Suite à une saisine de plusieurs militantes féministes accusant Instagram de discrimination, la Défenseure des Droits va enquêter sur la modération du réseau social. Si l’autorité juge la demande recevable, Instagram pourrait être contraint de lever le voile sur ses algorithmes de modération.
Instagram va-t-il être contraint de clarifier ses méthodes de modération ? C’est en tout cas une issue possible de la saisine de la Défenseure des droits par plusieurs militantes féministes, qui accuse Instagram de discrimination.
La Défenseure des Droits va enquêter sur la modération d’Instagram
C’est la première fois que Claire Hénon, l’actuelle Défenseure des droits, va devoir enquêter sur Instagram. D’après la Constitution, cette autorité doit « veiller au respect des droits et libertés », notamment en s’assurant que les citoyens ne sont pas lésés par une disposition particulière du droit ou les décision d’une entreprise privée.

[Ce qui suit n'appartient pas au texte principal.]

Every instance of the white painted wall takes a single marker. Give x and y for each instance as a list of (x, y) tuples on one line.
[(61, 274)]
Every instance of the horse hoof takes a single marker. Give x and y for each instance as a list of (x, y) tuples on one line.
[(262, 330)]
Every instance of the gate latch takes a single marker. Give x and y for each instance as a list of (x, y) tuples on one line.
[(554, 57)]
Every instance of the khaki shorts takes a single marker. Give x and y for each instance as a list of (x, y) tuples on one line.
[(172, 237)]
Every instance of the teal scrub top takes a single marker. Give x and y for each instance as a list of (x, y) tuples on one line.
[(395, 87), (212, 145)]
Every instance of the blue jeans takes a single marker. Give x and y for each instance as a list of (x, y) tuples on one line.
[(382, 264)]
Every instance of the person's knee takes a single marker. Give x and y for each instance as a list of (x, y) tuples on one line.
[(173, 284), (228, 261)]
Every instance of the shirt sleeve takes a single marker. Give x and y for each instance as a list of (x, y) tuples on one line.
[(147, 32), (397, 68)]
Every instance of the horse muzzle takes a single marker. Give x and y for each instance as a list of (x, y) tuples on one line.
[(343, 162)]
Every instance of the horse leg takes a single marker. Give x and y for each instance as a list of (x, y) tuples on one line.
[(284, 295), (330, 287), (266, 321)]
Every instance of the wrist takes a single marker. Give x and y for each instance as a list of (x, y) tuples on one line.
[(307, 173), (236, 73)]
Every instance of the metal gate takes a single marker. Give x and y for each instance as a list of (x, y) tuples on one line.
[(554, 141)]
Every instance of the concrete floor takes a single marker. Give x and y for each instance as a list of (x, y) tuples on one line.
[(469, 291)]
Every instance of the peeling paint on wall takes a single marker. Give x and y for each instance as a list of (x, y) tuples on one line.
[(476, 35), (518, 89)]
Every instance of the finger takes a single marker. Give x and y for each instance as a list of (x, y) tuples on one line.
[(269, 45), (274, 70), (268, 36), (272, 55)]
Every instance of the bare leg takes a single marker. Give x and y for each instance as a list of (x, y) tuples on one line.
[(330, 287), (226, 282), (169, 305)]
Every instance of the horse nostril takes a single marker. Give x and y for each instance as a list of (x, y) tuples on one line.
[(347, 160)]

Or, plusieurs militantes féministes s’estiment discriminées par la politique de modération d’Instagram. Ce mercredi 3 février 2021, les militantes Pauline Harmange et Anaïs Bourdet, créatrice de Paye ta Shnek, et les comptes féministes Préparez Vous Pour la Bagarre, Olympe Rêve et Mécréantes ont saisi la Défenseure des Droits.
Un profonde déséquilibre en défaveur des comptes féministes sur Instagram
Dans un communiqué de presse détaillant les motifs de cette saisine, elles s’estiment victimes, à cause de leur « opinions politiques », de shadow bans (le fait que certains comptes sont moins visibles sur le réseau, malgré une audience forte), de censure abusive, et de cyber-harcèlement de meute insuffisamment modéré.
Elles pointent par ailleurs un profond déséquilibre de traitement entre les comptes féministes et les comptes misogynes. Fin janvier 2021, la suppression de nombreuses publications autour de la question « Comment fait-on pour que les hommes arrêtent de violer ? » sur Twitter et Instagram a provoqué un véritable tollé sur la toile, qui a conduit à la republication de la majorité des contenus.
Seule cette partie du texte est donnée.